Tuesday, February 5, 2013

Southern Israel Tour


Having lived among the well heeled of Tel Aviv for over a year, I wasn’t sure what to expect when YEDID invited me to tour southern Israel. I braced myself for an experience unlike any I’d seen before, and that’s exactly what I got.

First up was the Bedouin community of Rahat. Honestly, and probably ignorantly, I expected a lot of tents. There were some tents, but mostly run-down housing units lining barely paved, unnamed streets. Ran, my guide, pointed out some recent advances the city had secured from the government, things as basic as proper bus shelters, where before were just metal poles. On a late Monday morning, I was struck by the number of kids out and about – playing soccer in a dusty abandoned lot, or tagging along with their mothers en route to a cramped market. For sure I thought most of these kids should be in a classroom somewhere, but this is not a town that places a premium on education, despite over half of its residents aged 18 and under.


At the YEDID volunteer center, I met Raida and Ilham. I asked what a typical day at the center involves, and their passion for their work was immediately evident as they argued over whose reluctant English should go first. In a nutshell, this is a center run by women, for women. Females are the backbone of this community and they want to provide for their families as independently as possible. No small task for Muslim women in a society where men are the undisputed heads of household. Ilham and Raida teach the basics of running a small business and managing money to the women who visit the center. But they are also working against cultural forces that inhibit the progress one might find in such a program elsewhere. There is an inherent distrust of the government here that drives a desire to do business under the table, and run un-registered, tax-evading enterprises. This practice excludes these small businesses from the right to seek state-supported aid, which in many cases is available and immensely valuable.
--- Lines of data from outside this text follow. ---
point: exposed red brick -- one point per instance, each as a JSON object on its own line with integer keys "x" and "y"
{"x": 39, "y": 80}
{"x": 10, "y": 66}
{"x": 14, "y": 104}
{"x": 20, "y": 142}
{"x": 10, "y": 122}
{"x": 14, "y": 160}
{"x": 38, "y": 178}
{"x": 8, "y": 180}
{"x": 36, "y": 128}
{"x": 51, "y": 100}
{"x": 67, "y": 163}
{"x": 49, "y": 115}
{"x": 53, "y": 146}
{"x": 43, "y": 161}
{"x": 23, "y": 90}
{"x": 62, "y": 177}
Raida and Ilham are not teaching your average ‘personal finance 101’. They are simultaneously amateur psychologists, convincing a population deeply rooted in its own antiquated traditions, to think outside the only bounds it has ever known in the pursuit of a better life. A tall order for a few women in a town of over fifty thousand, working out of a building no bigger than 1000 square feet. And yet they’ve taken the task upon themselves with determination and grace.

We head north to Kiryat Gat to sit in on a different kind of personal finance class. YEDID volunteer Yahalom was holding court in a group of women who had gathered to learn strategies for managing finances on a fixed income. I found myself lost in translation again, as my Hebrew doesn’t extend much past ‘Shalom.’ But soon enough, the tone of the conversation changed. I don’t need to know Hebrew to understand the universal language of frustration, and that’s what was being spoken now. Ran explained that the conversation had shifted to sharing experiences with the customer service department of the electric company over bill disputes. Now everyone had something to say, and all expressed intense disappointment over the bureaucracy encountered when trying to get simple answers to straightforward questions. Yahalom calmly offered her advice on dealing with cranky representatives. It was a fresh reminder for me that unnecessary red tape and disgruntled employees are not uniquely American.

Our last stop was Kiryat Malachi, which we mostly toured by car. We pulled into a parking lot in a neighborhood of public housing projects. A baby-faced boy no more than 13 took a long look into my eyes through our window, and a longer drag on the cigarette between his fingers. The first impression I got from this small city was that it seemed like a half-dead, listless, place to live. I wondered what a young child of immigrants who’s already taken up tobacco as a grade school habit finds to do here. Poverty and boredom can be a lethal combination. I think of his lifeless gaze and hope the best for him.

I left southern Israel with a newfound respect and appreciation for the work that YEDID volunteers put in daily. My tour of the south was one I’ll never forget, and I’m anxious to see more of this amazing nation through the eyes of this amazing organization.